If H1 tags were being penalized directly then there would be no way for these other pages to rank #1 (for popular "money phrases") while using that same money phrase inside their H1 tags.
Google is nuking pages with "SEO penalties" and sending them to the dark side of the huge black hole which sits in the center of the milky way galaxy, therefore if the H1 tag was a part of the penalty then I would think that all pages with that tag would be nuked and obliterated. I just don't think the H1 tag is a direct target, but I do agree that many pages using the H1 tag were penalized (I just think they were penalized for other SEO factors).
I am not saying my theory is right, maybe it's not, it's just a theory.
[edited by: Brenda_J at 3:55 am (utc) on Nov. 24, 2003]
The silent, perhaps majority, are too busy adding more content and out there getting links.
I should be more silent, but it's hard not to get drawn into these threads.... :-)
I got 8 new pages online in the last few days, field notes, muchos content, and 5 were picked up by googlebot yesterday.
Sorry that some of the commercial people are having problems, but Google still works for information purposes the same as it did two weeks ago... not bad.
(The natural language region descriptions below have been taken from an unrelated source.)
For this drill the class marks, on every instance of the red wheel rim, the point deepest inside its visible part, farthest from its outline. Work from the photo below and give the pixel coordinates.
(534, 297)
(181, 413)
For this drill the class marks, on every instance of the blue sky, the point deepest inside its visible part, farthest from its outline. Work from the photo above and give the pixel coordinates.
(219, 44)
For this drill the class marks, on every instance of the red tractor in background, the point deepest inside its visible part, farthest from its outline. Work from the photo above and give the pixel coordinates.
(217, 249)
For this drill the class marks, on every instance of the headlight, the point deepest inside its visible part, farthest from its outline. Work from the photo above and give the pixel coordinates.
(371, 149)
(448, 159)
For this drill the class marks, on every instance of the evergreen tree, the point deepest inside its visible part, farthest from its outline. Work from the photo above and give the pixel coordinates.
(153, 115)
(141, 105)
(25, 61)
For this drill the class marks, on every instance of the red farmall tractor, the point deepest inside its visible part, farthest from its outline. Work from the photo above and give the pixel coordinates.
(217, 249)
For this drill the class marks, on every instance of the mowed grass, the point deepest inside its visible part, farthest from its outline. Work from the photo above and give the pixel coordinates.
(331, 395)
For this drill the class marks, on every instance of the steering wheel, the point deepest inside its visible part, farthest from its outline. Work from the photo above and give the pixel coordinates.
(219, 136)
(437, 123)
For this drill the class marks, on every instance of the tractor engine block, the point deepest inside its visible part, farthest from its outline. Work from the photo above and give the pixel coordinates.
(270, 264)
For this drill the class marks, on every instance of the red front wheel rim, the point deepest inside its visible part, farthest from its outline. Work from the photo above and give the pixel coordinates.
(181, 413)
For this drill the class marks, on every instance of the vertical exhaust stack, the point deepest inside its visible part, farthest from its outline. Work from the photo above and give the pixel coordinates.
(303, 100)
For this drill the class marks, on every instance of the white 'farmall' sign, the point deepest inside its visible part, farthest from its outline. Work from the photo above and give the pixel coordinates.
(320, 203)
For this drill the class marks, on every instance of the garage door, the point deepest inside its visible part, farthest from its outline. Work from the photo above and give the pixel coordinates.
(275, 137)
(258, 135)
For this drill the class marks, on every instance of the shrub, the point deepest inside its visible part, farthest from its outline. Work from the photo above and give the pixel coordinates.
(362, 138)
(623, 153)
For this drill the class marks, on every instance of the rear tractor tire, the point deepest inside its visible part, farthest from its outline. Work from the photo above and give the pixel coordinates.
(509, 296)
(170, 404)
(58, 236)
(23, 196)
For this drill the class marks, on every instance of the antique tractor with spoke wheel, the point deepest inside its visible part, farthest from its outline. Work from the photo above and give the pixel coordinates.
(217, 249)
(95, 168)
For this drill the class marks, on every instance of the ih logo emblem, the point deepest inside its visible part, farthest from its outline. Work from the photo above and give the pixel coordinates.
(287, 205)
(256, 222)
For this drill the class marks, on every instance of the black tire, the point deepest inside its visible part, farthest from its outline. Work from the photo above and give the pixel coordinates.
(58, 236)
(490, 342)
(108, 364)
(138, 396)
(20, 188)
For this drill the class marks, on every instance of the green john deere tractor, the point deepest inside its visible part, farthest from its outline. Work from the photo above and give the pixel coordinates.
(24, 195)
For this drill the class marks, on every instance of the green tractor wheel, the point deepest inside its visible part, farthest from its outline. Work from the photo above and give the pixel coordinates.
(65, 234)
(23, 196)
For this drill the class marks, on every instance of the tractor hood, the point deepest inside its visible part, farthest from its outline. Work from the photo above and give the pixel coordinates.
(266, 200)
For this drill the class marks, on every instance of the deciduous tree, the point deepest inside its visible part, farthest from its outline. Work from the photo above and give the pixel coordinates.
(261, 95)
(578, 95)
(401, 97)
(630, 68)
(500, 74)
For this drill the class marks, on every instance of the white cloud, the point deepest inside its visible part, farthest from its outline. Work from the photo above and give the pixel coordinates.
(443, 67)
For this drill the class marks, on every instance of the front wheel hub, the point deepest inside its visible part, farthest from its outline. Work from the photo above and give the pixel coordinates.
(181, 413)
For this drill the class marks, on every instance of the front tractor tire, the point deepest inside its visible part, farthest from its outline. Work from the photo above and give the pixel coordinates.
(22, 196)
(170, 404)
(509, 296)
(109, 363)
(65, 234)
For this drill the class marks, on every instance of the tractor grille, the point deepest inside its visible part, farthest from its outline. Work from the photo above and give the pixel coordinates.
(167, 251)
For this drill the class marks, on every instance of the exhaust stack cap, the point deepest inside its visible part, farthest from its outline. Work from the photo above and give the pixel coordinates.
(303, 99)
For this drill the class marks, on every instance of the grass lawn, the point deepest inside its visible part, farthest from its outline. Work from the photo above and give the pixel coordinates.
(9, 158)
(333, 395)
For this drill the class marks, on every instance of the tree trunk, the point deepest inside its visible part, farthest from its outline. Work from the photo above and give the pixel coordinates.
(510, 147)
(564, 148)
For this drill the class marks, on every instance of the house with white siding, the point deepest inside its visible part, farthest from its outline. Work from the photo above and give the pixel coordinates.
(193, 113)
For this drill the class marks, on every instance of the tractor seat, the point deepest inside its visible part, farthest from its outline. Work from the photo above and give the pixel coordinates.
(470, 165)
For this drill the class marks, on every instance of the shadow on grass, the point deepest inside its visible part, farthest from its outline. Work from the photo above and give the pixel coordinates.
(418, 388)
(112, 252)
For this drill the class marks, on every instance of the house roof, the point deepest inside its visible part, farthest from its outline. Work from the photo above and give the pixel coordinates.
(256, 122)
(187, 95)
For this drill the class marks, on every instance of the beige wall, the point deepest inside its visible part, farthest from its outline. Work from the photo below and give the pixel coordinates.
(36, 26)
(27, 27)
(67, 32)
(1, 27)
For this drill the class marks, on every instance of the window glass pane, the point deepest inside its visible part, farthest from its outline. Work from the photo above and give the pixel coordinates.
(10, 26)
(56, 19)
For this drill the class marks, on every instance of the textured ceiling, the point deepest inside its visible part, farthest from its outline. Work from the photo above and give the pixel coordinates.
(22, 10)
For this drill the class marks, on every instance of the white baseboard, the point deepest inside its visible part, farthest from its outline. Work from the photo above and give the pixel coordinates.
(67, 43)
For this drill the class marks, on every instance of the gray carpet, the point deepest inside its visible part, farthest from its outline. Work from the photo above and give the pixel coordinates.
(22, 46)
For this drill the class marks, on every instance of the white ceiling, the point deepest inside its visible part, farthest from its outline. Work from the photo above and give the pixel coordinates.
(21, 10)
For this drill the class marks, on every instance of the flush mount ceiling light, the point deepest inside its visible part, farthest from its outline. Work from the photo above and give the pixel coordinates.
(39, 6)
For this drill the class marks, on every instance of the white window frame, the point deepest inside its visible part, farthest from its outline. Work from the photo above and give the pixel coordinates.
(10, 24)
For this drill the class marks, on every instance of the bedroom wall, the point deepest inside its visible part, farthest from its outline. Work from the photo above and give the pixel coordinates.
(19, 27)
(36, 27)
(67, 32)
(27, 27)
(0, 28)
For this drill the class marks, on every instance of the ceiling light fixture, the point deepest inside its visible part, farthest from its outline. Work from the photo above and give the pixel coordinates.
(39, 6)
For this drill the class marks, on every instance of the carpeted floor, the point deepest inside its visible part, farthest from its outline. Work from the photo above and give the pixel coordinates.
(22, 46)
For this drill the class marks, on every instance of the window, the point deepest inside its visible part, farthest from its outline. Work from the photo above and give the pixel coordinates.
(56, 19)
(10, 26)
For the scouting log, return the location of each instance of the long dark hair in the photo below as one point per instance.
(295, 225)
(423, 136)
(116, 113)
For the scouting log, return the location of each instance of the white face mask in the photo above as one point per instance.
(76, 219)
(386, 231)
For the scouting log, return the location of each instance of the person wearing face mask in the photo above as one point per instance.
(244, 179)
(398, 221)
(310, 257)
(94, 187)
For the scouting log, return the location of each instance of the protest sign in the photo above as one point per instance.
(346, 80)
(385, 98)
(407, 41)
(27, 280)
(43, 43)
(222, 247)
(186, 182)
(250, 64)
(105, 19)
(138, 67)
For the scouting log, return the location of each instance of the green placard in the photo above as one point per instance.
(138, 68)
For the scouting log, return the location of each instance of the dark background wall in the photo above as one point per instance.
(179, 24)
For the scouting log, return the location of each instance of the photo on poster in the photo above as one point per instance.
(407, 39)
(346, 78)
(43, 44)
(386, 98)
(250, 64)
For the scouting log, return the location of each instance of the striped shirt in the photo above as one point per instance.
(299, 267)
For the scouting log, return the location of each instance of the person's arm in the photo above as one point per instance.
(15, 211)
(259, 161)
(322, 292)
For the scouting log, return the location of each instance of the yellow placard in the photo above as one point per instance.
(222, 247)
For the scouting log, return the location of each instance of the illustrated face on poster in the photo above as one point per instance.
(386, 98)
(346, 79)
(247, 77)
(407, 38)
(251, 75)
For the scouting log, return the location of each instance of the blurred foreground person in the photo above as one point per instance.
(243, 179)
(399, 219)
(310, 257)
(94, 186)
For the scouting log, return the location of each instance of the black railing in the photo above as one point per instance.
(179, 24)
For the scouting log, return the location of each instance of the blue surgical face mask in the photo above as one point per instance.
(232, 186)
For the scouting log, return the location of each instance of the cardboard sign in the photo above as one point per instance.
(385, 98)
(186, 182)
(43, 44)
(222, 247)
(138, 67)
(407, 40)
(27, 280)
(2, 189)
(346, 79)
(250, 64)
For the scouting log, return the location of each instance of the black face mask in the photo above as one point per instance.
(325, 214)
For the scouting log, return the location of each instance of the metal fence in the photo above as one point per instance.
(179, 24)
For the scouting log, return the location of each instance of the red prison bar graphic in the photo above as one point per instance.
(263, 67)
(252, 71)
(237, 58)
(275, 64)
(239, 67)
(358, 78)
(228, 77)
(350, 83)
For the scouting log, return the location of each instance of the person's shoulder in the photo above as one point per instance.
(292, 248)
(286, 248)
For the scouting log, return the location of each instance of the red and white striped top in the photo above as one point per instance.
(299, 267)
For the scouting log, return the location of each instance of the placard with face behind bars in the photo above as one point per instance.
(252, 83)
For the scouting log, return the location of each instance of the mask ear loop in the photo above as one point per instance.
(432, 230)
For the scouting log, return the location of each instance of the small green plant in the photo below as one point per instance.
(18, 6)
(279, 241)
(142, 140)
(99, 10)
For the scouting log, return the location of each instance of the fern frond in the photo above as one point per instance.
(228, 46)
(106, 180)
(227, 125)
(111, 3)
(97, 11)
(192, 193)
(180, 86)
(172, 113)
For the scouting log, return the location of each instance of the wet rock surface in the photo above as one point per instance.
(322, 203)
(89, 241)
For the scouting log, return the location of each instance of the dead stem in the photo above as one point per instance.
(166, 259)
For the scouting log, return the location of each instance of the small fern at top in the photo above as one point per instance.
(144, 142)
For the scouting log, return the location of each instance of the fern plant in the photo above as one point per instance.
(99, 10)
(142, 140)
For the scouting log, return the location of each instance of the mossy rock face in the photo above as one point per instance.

I'll quote myself from about 1000 posts earlier in these update threads, "If you're selling the same stuff as a million other people, you might have problems". If the competition is that fierce, you're selling the wrong stuff.
Yep. One thing to be considered is the sample of people who post at WebmasterWorld tends to be *very* different than the average punter using Google.
One thing to be considered is the sample of people who post at WebmasterWorld tends to be *very* different than the average punter using Google.
So very true which is why the SERPs are most likley still fine (or better) for 95%+ of the world.
Dave
Now say what you want, but this is not an improvement in results over the previous ones and I will bet that if it is happening in my niche it is also happening in many others.
Google needs to address some sort of issue here, because there clearly is a problem or we wouldn't be approaching part 5 of this wonderful thread.
BTW. The toolbar search tool, froogle and all the other meaningless toys are really cute but Google needs to realize that they don't mean squat when you plan on providing results such as Google has been in the past week!
Non-commercial info webmasters just don't spam using cloaking much. And most commercial SERPs aren't that competitive that anyone would do such a thing.
My impression is that this is a bug, not a filter, and that google will eventually fix the problem.